FISHERS — Keeping families safe at parks is the primary goal of a new partnership in Hamilton County.
The Fishers Police Department is teaming up with the Parks and Recreation Department on an initiative similar to a neighborhood watch program.
Jay Eiteljorge, a member of the Fishers Running Club, runs through parks in Fishers almost every day.
"We use the parks... we want the parks to be nice," Eiteljorge said.
The Fishers Running Club has 180 members, and they use parks all across the city. But now, they won't just be running through them; they will be helping keep them safe.
"We have members all over Fishers, so we are going to try to spread the word as you drive-by, walk by, run by — just take a peek," Eiteljorge said. "If you have the time to walk-through if you see something say something, that simple."
It's all part of a new city initiative called 'Park Watch.'
"Just a set of eyes. We are looking for someone who is in here when the police cars are not in here that are an extra set of eyes that help us. Report stuff to us," Ed Gebhart, Fishers Police Chief, said.
Chief Gebhart says the population of Fishers is nearing 95,000. However, on a typical day, there are just 15 - 16 officers out patrolling. And according to Chief Gebhart, the officers need the extra set of eyes.

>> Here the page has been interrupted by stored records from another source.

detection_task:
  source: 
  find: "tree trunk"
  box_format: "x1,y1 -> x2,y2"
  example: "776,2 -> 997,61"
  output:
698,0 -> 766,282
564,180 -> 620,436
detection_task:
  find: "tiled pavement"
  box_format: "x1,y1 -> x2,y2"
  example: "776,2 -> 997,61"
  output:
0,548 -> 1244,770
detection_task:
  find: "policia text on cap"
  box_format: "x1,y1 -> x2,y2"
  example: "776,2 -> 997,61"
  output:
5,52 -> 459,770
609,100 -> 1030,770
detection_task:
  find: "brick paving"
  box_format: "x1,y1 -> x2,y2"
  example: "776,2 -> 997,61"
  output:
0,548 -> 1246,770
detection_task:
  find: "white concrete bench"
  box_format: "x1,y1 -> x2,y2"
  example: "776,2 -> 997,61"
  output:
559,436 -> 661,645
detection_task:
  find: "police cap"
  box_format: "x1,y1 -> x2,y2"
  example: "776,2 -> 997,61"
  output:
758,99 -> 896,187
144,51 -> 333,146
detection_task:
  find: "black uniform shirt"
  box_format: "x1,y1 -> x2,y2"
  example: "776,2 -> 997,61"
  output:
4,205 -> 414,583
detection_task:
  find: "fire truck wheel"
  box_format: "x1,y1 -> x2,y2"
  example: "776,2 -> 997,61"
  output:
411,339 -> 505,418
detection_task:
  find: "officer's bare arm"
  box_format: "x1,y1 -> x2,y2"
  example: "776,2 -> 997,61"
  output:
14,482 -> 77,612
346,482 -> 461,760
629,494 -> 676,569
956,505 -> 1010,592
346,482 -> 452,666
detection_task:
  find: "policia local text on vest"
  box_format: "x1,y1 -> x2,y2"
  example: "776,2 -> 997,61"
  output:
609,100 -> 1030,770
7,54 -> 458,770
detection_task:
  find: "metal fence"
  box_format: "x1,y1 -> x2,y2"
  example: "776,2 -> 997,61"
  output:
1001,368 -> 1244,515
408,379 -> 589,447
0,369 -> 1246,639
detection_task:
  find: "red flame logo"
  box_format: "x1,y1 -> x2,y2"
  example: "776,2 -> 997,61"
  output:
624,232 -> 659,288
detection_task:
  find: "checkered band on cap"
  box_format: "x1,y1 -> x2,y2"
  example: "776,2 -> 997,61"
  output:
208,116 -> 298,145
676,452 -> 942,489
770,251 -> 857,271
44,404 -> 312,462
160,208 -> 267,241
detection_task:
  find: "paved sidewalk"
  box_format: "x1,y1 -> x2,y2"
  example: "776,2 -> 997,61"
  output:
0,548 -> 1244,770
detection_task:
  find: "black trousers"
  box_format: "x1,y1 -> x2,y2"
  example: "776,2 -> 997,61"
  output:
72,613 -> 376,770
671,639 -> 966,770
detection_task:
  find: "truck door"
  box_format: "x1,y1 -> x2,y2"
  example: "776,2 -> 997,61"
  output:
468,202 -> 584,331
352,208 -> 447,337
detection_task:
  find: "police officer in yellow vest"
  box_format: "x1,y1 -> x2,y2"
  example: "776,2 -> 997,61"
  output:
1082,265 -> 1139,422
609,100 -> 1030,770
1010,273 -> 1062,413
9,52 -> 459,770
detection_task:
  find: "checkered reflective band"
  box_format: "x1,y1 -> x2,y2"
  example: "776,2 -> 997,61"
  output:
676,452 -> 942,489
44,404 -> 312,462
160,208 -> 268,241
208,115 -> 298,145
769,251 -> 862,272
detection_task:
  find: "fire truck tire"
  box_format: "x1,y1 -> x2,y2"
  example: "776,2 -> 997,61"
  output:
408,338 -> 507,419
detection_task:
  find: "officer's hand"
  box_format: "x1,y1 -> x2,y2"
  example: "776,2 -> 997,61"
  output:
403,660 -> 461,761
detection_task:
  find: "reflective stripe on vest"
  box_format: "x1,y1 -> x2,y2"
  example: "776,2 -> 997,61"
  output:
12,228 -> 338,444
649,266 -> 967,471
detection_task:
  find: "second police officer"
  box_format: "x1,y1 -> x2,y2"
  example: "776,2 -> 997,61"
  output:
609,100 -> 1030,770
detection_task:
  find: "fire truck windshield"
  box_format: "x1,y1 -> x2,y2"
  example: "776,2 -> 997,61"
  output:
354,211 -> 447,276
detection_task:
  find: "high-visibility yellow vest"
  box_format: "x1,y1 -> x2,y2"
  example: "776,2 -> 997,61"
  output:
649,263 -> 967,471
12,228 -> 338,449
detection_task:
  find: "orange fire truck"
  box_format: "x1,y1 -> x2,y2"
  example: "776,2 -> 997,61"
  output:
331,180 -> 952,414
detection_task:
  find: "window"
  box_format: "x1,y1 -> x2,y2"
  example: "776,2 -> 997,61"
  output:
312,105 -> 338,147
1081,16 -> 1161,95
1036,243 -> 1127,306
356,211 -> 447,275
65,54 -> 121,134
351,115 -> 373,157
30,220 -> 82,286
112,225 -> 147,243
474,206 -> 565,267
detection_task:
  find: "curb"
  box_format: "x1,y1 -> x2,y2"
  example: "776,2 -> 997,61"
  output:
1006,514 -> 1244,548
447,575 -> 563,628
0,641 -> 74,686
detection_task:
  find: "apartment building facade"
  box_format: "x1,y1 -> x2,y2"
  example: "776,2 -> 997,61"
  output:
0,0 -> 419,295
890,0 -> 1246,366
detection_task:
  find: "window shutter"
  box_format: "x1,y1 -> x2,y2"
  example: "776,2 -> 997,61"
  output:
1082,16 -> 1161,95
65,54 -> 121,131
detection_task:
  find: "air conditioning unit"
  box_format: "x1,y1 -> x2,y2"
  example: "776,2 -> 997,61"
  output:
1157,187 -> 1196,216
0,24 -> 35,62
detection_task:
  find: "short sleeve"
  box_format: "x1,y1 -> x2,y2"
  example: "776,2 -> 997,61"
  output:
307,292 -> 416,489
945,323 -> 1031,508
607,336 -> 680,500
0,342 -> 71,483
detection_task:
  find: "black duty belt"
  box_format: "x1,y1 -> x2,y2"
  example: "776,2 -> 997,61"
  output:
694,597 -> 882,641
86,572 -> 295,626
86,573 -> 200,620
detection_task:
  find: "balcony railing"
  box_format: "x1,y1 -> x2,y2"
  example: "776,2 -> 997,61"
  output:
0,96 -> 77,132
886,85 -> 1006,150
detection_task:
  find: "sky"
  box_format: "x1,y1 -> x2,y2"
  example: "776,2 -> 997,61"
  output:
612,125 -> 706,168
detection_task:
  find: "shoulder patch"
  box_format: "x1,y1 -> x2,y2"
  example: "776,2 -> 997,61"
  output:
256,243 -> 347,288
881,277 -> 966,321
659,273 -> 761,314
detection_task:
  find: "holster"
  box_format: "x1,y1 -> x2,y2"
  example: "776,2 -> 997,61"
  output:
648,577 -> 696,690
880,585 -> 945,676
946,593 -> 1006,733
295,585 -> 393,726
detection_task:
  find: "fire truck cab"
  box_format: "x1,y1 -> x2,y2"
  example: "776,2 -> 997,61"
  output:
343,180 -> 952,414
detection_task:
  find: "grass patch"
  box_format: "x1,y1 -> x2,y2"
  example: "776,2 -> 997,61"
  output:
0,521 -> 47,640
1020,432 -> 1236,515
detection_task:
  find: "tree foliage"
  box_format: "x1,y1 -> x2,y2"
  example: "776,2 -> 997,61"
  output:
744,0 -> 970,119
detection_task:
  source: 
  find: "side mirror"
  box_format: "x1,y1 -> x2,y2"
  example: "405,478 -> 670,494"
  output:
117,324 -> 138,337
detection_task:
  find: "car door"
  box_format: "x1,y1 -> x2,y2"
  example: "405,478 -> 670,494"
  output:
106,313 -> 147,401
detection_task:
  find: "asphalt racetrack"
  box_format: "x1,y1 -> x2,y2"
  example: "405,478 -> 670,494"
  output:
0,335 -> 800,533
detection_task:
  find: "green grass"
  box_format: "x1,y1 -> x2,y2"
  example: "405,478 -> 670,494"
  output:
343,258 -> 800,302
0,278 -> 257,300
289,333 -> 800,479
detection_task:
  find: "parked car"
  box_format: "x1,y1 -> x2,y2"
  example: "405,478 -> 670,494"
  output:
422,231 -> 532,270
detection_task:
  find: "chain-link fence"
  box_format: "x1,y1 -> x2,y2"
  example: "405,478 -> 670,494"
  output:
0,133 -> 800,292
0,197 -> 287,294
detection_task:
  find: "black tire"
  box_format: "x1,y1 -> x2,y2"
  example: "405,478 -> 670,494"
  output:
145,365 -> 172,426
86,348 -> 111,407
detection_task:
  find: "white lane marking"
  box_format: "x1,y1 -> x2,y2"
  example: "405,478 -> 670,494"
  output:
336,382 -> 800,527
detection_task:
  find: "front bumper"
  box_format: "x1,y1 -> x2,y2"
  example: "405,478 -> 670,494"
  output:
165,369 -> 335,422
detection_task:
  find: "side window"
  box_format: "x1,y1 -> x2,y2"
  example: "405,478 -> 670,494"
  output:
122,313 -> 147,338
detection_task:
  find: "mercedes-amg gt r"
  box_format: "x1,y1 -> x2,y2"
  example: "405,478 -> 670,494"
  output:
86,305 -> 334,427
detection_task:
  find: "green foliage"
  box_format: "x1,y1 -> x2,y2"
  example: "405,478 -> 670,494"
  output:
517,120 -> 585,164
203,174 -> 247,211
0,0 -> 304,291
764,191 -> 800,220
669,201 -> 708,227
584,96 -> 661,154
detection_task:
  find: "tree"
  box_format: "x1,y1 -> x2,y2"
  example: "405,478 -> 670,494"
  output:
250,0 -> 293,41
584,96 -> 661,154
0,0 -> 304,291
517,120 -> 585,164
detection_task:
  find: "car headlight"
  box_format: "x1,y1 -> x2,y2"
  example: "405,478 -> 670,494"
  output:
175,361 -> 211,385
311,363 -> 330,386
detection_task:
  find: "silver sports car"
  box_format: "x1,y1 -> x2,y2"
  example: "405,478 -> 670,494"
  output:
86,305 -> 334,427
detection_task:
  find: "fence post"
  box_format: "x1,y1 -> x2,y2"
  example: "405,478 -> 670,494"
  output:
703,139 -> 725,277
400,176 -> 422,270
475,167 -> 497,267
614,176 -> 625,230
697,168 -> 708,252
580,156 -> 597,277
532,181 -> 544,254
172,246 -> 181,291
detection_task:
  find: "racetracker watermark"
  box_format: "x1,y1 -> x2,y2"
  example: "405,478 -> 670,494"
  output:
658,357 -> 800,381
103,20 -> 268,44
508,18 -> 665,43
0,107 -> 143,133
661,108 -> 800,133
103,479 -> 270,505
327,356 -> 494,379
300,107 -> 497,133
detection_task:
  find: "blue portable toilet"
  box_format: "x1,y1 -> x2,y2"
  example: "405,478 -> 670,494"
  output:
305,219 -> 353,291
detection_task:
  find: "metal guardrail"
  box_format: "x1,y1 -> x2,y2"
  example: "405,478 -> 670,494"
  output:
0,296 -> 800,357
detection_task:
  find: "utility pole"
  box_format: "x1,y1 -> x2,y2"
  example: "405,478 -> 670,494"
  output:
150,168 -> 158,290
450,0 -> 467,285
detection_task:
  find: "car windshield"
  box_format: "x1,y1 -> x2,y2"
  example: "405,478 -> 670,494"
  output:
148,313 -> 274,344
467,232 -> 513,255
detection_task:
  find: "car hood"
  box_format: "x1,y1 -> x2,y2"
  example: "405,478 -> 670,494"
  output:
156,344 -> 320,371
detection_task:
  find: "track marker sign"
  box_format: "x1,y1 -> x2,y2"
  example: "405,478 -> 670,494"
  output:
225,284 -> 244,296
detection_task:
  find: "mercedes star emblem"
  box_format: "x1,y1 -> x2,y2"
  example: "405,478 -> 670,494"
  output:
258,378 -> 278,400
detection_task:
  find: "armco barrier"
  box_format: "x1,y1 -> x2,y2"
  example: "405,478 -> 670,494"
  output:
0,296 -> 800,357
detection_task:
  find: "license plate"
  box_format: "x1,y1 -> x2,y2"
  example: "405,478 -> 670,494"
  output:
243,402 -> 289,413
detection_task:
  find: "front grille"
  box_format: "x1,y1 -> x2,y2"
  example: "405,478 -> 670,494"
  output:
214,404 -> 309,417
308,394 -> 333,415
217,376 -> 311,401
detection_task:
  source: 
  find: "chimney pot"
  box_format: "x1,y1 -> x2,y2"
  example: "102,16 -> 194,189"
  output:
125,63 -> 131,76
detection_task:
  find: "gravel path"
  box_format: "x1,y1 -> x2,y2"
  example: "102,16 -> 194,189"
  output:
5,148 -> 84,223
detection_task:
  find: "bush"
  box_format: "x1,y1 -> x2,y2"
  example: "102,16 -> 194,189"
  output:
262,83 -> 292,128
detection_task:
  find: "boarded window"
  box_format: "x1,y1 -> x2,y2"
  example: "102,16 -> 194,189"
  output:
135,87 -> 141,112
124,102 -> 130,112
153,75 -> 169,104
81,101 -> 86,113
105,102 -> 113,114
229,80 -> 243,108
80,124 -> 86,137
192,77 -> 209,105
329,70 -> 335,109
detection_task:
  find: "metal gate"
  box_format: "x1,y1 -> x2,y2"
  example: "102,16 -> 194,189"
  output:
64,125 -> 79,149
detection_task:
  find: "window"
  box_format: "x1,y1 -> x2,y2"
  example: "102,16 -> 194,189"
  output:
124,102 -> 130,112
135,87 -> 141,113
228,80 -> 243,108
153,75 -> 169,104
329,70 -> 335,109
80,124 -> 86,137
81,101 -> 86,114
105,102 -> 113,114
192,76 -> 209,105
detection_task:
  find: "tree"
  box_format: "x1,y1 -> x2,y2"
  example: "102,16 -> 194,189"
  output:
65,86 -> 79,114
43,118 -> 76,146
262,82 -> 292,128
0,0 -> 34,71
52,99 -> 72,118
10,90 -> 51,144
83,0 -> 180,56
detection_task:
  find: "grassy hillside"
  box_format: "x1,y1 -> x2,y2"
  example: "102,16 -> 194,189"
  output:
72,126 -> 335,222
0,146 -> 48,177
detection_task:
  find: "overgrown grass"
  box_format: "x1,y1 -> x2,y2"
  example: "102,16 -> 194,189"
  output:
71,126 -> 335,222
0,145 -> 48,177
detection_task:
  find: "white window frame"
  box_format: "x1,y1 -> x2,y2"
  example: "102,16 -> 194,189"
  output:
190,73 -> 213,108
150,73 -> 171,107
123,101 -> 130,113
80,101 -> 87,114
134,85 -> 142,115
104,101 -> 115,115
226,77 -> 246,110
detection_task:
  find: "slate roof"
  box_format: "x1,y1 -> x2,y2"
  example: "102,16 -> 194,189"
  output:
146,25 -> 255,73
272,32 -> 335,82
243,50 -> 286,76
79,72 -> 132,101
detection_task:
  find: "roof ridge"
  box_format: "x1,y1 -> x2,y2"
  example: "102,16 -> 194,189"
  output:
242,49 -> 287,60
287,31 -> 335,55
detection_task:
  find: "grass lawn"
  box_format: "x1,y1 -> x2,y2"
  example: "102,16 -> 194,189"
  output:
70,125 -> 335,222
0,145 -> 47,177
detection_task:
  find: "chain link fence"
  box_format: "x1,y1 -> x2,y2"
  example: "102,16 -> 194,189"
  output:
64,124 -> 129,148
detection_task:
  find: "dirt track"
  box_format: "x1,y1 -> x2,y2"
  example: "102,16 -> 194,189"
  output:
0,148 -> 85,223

"Anything out of the ordinary; a vehicle parked at 2 a.m. that's usually not an indicator of a good thing. Sometimes juveniles can congregate, that can become not a good thing," Chief Gebhart said. "But residents and community members know their parks, all we're asking is for their input and their knowledge to help us be better."
This is not something only the volunteers can take part in; the city wants everyone who visits the parks here in Fishers to do their part to keep the parks safe.
"The goal of the program is simple: It's just to get people already in our parks more alert and paying attention to their surroundings," Sarah Sandquist, Director of Parks and Recreation, said.
Police want volunteers and other community members to report anything suspicious using the Fishers Crime Watch app. The app directly alerts officers on duty.
Over time, the department will collect data to pinpoint where crime is higher at the 26 parks across the city.
"When it heats up, more people converge on parks, and you have different things. Are they violent in nature, no. But that's the exact thing we want to prevent," Chief Gebhart said. "We don't want that. We want to get ahead of whatever we see coming, and this is a way to do that."
Currently, the Fishers Crime Watch app only has 6,000 users. Fishers police hope more people will download it and start reporting anything suspicious.